WanLi Zhou (Toronto, Ontario, Canada) examined the association between occupational-related mechanical factors and the severity of radiographic peripheral and axial joint damage in patients with longstanding PsA. A total of 307 patients with PsA (41.4% women) with a disease duration ≥ 10 years and an occupational history of paid occupations since age 18 were assessed for occupational-related mechanical exposures and physical activities. The mean age was 56.6 ± 11.3 years, and the mean disease duration was 21 ± 9.2 years. The mean duration in the workforce was 28.1 ± 12.5 years. At the time of the study, 42.2% of the patients were working. Multivariable regression analysis showed that prolonged exposure to repetitive hand movements (β = 29.5, p = 0.007) and occupations that required a higher level of finger dexterity (β = 5.4, p = 0.005) were associated with higher peripheral radiographic joint damage scores [by modified Steinbrocker Score (mSS)]. A borderline association was found between prolonged sitting time and lower mSS (β = −11.9, p = 0.085). With regard to axial damage, a borderline association was found between occupations that involved prolonged walking/running (β = 4.4, p = 0.04) and those that required a higher level of static strength (β = 0.6, p = 0.052) and higher modified Stokes Ankylosing Spondylitis Spine Scores. The author concluded that a high level of occupation-related mechanical stress was associated with increased radiographic peripheral joint damage. This finding supports the potential role of microtrauma in the pathogenesis of PsA.

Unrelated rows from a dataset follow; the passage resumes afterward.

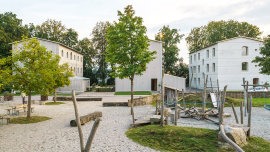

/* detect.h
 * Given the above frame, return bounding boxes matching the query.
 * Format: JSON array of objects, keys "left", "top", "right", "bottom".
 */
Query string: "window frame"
[
  {"left": 242, "top": 62, "right": 248, "bottom": 71},
  {"left": 242, "top": 46, "right": 248, "bottom": 56}
]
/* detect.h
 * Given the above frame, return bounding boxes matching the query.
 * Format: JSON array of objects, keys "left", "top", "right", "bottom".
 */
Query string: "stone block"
[{"left": 218, "top": 125, "right": 247, "bottom": 147}]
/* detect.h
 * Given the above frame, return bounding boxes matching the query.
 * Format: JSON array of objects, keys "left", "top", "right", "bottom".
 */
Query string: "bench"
[
  {"left": 5, "top": 108, "right": 12, "bottom": 115},
  {"left": 14, "top": 109, "right": 23, "bottom": 116},
  {"left": 3, "top": 117, "right": 13, "bottom": 125}
]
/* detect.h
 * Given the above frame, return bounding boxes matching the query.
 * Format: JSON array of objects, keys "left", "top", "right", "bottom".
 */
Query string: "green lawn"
[
  {"left": 126, "top": 125, "right": 270, "bottom": 152},
  {"left": 10, "top": 116, "right": 51, "bottom": 124},
  {"left": 45, "top": 102, "right": 65, "bottom": 105},
  {"left": 115, "top": 91, "right": 152, "bottom": 95}
]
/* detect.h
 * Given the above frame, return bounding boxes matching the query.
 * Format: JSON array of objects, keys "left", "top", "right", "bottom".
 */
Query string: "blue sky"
[{"left": 1, "top": 0, "right": 270, "bottom": 63}]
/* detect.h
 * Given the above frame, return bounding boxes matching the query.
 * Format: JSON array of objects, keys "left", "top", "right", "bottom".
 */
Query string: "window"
[
  {"left": 207, "top": 50, "right": 209, "bottom": 58},
  {"left": 255, "top": 49, "right": 257, "bottom": 52},
  {"left": 242, "top": 62, "right": 248, "bottom": 71},
  {"left": 198, "top": 78, "right": 200, "bottom": 85},
  {"left": 78, "top": 68, "right": 79, "bottom": 73},
  {"left": 198, "top": 53, "right": 200, "bottom": 60},
  {"left": 61, "top": 50, "right": 63, "bottom": 57},
  {"left": 77, "top": 56, "right": 79, "bottom": 61},
  {"left": 202, "top": 59, "right": 204, "bottom": 65},
  {"left": 194, "top": 54, "right": 196, "bottom": 61},
  {"left": 212, "top": 63, "right": 215, "bottom": 72},
  {"left": 190, "top": 67, "right": 193, "bottom": 73},
  {"left": 67, "top": 52, "right": 68, "bottom": 58},
  {"left": 255, "top": 65, "right": 258, "bottom": 67},
  {"left": 81, "top": 68, "right": 82, "bottom": 73},
  {"left": 212, "top": 48, "right": 215, "bottom": 57},
  {"left": 242, "top": 46, "right": 248, "bottom": 56},
  {"left": 207, "top": 64, "right": 209, "bottom": 72},
  {"left": 81, "top": 57, "right": 83, "bottom": 62},
  {"left": 74, "top": 55, "right": 75, "bottom": 60},
  {"left": 70, "top": 52, "right": 72, "bottom": 60},
  {"left": 190, "top": 56, "right": 192, "bottom": 64},
  {"left": 198, "top": 65, "right": 200, "bottom": 73},
  {"left": 193, "top": 66, "right": 196, "bottom": 73},
  {"left": 194, "top": 78, "right": 196, "bottom": 84}
]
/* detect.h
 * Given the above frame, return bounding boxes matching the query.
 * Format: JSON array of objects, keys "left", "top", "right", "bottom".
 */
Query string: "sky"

The following abstracts were presented at the conference, but are not published here because of confidentiality of the work in progress. Mariana Araujo Barbosa (Rio de Janeiro, Brazil) presented the clinical investigation of fissured tongue in psoriatic patients. Claudia Camargo (Rio de Janeiro, Brazil) introduced the investigation of an immunogenetic association between geographic tongue and psoriasis through frequencies of HLA and KIR genes in a mixed population. Daiane Matana (Rio de Janeiro, Brazil) evaluated bone mineral density in patients with PsA. Pedro Secchin (Rio de Janeiro, Brazil) compared the histological Trozak’s score before and after phototherapy in treatment of psoriasis.

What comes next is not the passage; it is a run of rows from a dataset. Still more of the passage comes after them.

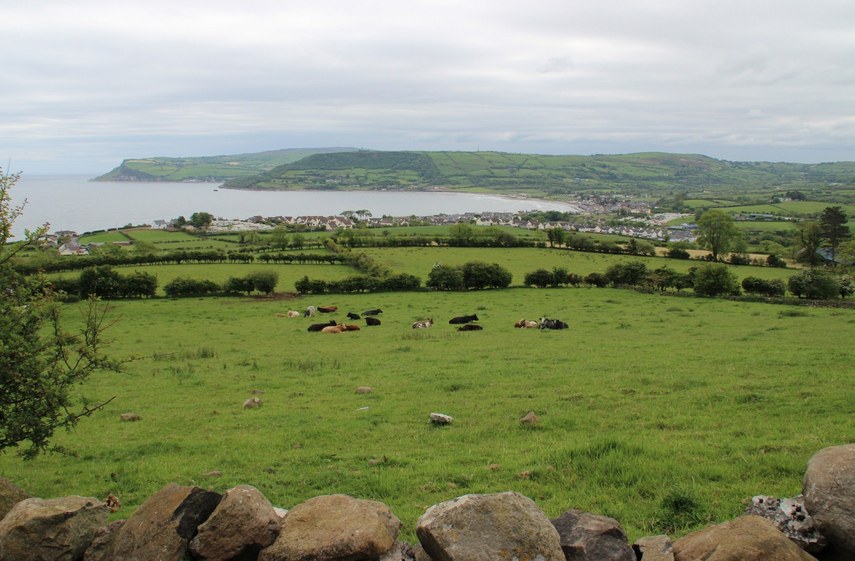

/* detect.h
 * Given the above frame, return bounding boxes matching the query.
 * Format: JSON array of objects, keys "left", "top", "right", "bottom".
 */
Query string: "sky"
[{"left": 2, "top": 0, "right": 854, "bottom": 175}]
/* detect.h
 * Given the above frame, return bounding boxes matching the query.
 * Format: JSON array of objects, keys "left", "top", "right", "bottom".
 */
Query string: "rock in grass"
[
  {"left": 520, "top": 411, "right": 539, "bottom": 425},
  {"left": 803, "top": 443, "right": 855, "bottom": 555},
  {"left": 0, "top": 496, "right": 108, "bottom": 561},
  {"left": 243, "top": 397, "right": 262, "bottom": 409},
  {"left": 120, "top": 412, "right": 141, "bottom": 422},
  {"left": 429, "top": 412, "right": 453, "bottom": 425},
  {"left": 417, "top": 492, "right": 564, "bottom": 561},
  {"left": 355, "top": 386, "right": 373, "bottom": 394},
  {"left": 672, "top": 515, "right": 817, "bottom": 561},
  {"left": 259, "top": 494, "right": 401, "bottom": 561}
]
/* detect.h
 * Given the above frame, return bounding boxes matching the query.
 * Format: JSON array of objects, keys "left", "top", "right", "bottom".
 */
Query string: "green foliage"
[
  {"left": 163, "top": 277, "right": 221, "bottom": 297},
  {"left": 426, "top": 264, "right": 465, "bottom": 291},
  {"left": 787, "top": 269, "right": 840, "bottom": 300},
  {"left": 796, "top": 221, "right": 824, "bottom": 265},
  {"left": 819, "top": 206, "right": 851, "bottom": 263},
  {"left": 1, "top": 169, "right": 121, "bottom": 458},
  {"left": 524, "top": 268, "right": 553, "bottom": 288},
  {"left": 189, "top": 212, "right": 214, "bottom": 229},
  {"left": 461, "top": 262, "right": 513, "bottom": 289},
  {"left": 604, "top": 261, "right": 649, "bottom": 287},
  {"left": 741, "top": 277, "right": 786, "bottom": 298},
  {"left": 692, "top": 263, "right": 739, "bottom": 297},
  {"left": 696, "top": 210, "right": 739, "bottom": 261}
]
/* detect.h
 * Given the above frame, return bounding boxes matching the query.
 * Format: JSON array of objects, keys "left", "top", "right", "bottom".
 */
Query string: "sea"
[{"left": 9, "top": 175, "right": 582, "bottom": 239}]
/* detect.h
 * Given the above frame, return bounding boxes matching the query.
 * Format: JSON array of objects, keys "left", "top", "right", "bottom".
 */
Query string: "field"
[{"left": 0, "top": 284, "right": 851, "bottom": 542}]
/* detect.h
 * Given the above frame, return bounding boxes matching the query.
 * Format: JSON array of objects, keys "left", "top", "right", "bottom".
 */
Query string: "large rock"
[
  {"left": 106, "top": 483, "right": 222, "bottom": 561},
  {"left": 0, "top": 478, "right": 28, "bottom": 520},
  {"left": 550, "top": 509, "right": 635, "bottom": 561},
  {"left": 0, "top": 495, "right": 108, "bottom": 561},
  {"left": 632, "top": 535, "right": 673, "bottom": 561},
  {"left": 672, "top": 515, "right": 818, "bottom": 561},
  {"left": 189, "top": 484, "right": 281, "bottom": 561},
  {"left": 259, "top": 494, "right": 401, "bottom": 561},
  {"left": 83, "top": 520, "right": 125, "bottom": 561},
  {"left": 416, "top": 492, "right": 564, "bottom": 561},
  {"left": 746, "top": 495, "right": 826, "bottom": 552},
  {"left": 803, "top": 443, "right": 855, "bottom": 554}
]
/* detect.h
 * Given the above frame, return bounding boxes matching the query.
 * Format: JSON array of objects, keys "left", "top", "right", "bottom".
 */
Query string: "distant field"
[
  {"left": 0, "top": 288, "right": 850, "bottom": 543},
  {"left": 722, "top": 201, "right": 855, "bottom": 217}
]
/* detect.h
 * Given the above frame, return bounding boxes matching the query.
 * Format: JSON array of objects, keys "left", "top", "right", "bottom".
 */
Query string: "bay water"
[{"left": 9, "top": 175, "right": 580, "bottom": 239}]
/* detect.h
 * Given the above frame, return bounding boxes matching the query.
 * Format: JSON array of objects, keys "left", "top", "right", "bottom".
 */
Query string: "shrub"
[
  {"left": 524, "top": 269, "right": 553, "bottom": 288},
  {"left": 692, "top": 263, "right": 739, "bottom": 297},
  {"left": 741, "top": 277, "right": 786, "bottom": 298},
  {"left": 164, "top": 278, "right": 221, "bottom": 297},
  {"left": 787, "top": 269, "right": 840, "bottom": 300}
]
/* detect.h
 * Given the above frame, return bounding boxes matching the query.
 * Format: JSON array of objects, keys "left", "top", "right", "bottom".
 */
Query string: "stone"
[
  {"left": 83, "top": 520, "right": 125, "bottom": 561},
  {"left": 746, "top": 495, "right": 826, "bottom": 552},
  {"left": 633, "top": 535, "right": 674, "bottom": 561},
  {"left": 120, "top": 412, "right": 141, "bottom": 422},
  {"left": 244, "top": 397, "right": 262, "bottom": 409},
  {"left": 429, "top": 412, "right": 453, "bottom": 425},
  {"left": 0, "top": 477, "right": 28, "bottom": 520},
  {"left": 355, "top": 386, "right": 373, "bottom": 394},
  {"left": 520, "top": 411, "right": 539, "bottom": 425},
  {"left": 107, "top": 483, "right": 222, "bottom": 561},
  {"left": 550, "top": 509, "right": 635, "bottom": 561},
  {"left": 190, "top": 484, "right": 281, "bottom": 561},
  {"left": 803, "top": 443, "right": 855, "bottom": 554},
  {"left": 0, "top": 495, "right": 108, "bottom": 561},
  {"left": 672, "top": 515, "right": 818, "bottom": 561},
  {"left": 416, "top": 491, "right": 564, "bottom": 561},
  {"left": 259, "top": 494, "right": 401, "bottom": 561},
  {"left": 379, "top": 541, "right": 417, "bottom": 561}
]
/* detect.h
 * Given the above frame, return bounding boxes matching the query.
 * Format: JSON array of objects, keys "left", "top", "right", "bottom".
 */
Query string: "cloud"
[{"left": 1, "top": 0, "right": 854, "bottom": 173}]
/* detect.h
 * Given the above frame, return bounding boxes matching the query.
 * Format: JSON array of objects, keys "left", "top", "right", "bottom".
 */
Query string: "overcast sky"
[{"left": 2, "top": 0, "right": 854, "bottom": 174}]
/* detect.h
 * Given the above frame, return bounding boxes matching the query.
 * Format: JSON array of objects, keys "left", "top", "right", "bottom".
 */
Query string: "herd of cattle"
[{"left": 278, "top": 306, "right": 569, "bottom": 333}]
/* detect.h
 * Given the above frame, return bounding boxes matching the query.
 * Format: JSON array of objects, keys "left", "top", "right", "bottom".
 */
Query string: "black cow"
[
  {"left": 457, "top": 324, "right": 483, "bottom": 331},
  {"left": 347, "top": 312, "right": 361, "bottom": 320},
  {"left": 363, "top": 309, "right": 383, "bottom": 316},
  {"left": 449, "top": 314, "right": 478, "bottom": 324},
  {"left": 539, "top": 318, "right": 569, "bottom": 330},
  {"left": 365, "top": 317, "right": 381, "bottom": 326},
  {"left": 307, "top": 320, "right": 337, "bottom": 332}
]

GRAPPA members were enthusiastic in their appreciation of the trainees’ work and encouraged them to continue their research. The next GRAPPA Trainees Symposium will be held in July 2018 in Toronto, Canada.
Footnotes
As part of the supplement series GRAPPA 2017, this report was reviewed internally and approved by the Guest Editors for integrity, accuracy, and consistency with scientific and ethical standards.